E os turistas enfadados, que pagam os seus nove francos na caixa e entram
de graça nos domingos, poderão acaso pensar que os velhos senhores do século
XIX com a barba amarelecida pela nicotina, o colete amarrotado e sebento, a
gravata negra e desbotada, a sobrecasaca cheirando a rapé, os dedos escurecidos
pelos ácidos, a mente azedada pelas invejas académicas, fantasmas de vaudeville
que se chamavam reciprocamente de cher maitre, haviam colocado tais objectos
sob aquela abóbada por uma virtuosa vontade expositiva, para satisfação do
contribuinte burguês e radical, para celebrar os magníficos feitos do
progresso? Não, de modo algum; desde o princípio como priorado e em seguida
como museu revolucionário, Saint-Martin-des-Champs tinha sido concebida como
silogeu das ciências ocultas, e todos aqueles aeroplanos, aquelas máquinas
automotrizes, aqueles esqueletos eletromagnéticos estavam ali a entreter um
diálogo cuja fórmula ainda me escapava.
Deveria crer, como me propunha hipocritamente o catálogo da exposição,
que a bela empresa fora idealizada pelos senhores da Convenção para tornar
acessível à massa um santuário de todas as artes e ofícios, quando me era assaz
evidente que o projecto, as próprias palavras usadas, eram as mesmas com que
Francis Bacon descrevera a Casa de Salomão na sua Nova Atlântida? Seria
possível que apenas eu, eu e Jacopo Belbo, e Diotallevi houvéssemos intuído a
verdade? Naquela noite talvez obtivesse a resposta.
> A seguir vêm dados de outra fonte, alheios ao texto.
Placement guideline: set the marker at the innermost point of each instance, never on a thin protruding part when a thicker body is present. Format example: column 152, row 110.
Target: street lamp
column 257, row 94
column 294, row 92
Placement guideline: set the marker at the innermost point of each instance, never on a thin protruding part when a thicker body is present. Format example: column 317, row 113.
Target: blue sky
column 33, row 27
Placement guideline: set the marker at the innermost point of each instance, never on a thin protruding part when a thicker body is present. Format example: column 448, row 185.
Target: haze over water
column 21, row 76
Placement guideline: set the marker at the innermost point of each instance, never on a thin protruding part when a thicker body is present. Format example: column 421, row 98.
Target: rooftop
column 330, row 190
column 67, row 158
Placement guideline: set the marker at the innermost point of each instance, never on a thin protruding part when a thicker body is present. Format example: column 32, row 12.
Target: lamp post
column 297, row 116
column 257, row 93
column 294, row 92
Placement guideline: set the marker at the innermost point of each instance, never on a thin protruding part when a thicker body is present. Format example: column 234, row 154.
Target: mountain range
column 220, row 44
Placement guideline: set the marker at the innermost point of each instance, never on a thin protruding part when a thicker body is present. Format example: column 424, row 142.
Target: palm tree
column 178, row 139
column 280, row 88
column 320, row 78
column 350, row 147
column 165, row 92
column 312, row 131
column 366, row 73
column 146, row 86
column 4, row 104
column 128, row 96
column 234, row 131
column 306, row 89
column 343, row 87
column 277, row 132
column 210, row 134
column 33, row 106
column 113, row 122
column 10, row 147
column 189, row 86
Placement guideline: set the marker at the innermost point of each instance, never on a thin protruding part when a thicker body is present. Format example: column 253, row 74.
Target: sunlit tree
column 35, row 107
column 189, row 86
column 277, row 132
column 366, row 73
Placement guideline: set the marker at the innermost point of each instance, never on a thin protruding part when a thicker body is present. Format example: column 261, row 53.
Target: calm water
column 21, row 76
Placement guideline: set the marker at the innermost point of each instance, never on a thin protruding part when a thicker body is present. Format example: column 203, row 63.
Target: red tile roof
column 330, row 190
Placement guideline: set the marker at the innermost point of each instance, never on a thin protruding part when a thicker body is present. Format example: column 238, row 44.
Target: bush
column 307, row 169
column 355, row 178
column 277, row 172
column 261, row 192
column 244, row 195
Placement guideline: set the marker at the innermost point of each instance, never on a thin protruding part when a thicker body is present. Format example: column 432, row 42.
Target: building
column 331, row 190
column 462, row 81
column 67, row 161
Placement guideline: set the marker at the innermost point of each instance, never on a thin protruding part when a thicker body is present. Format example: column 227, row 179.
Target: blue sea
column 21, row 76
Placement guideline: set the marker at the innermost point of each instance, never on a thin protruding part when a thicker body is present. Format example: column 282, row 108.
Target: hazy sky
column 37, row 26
Aconteceu que havia
conseguido permanecer no museu além da hora de encerramento, e aguardava agora
o soar da meia-noite. Por onde Eles haveriam de entrar era algo que ainda não
sabia, suspeitava que ao longo da rede de esgotos de Paris uma conduta qualquer
ligasse um ponto do museu a outro ponto da cidade, provavelmente próximo à
Potte-St. Denis, mas sabia com certeza que, se tivesse saído do museu, não
haveria de conseguir entrar por aquela parte. Por isso, devia esconder-me e
permanecer lá dentro. Procurei fugir ao fascínio do lugar e tratei de observar
a nave com olhos frios. Naquele instante, não buscava uma revelação, mas sim
uma informação. Imaginava que nas outras salas seria difícil encontrar um canto
onde pudesse fugir ao controle dos vigias (é oseu dever, na hora de fechar,
percorrer as salas para verificar se algum ladrão não se oculta em algum
canto), mas aqui na nave, atulhada de veículos, poderia haver melhor sítio para
um passageiro ocultar-se em algum lugar? Esconder-se, vivo, num veículo morto.
Já havíamos feito tantos ardis, que não custava nada tentar mais este. Coragem,
ânimo, disse para mim, não pensemos mais na Sapiência: pede à Ciência que te ajude».
In Umberto Eco, O Pêndulo de Foucault, 1988, tradução de José Barreiros, Sicidea
(Difel), 2008, ISBN 978-846-125-726-3.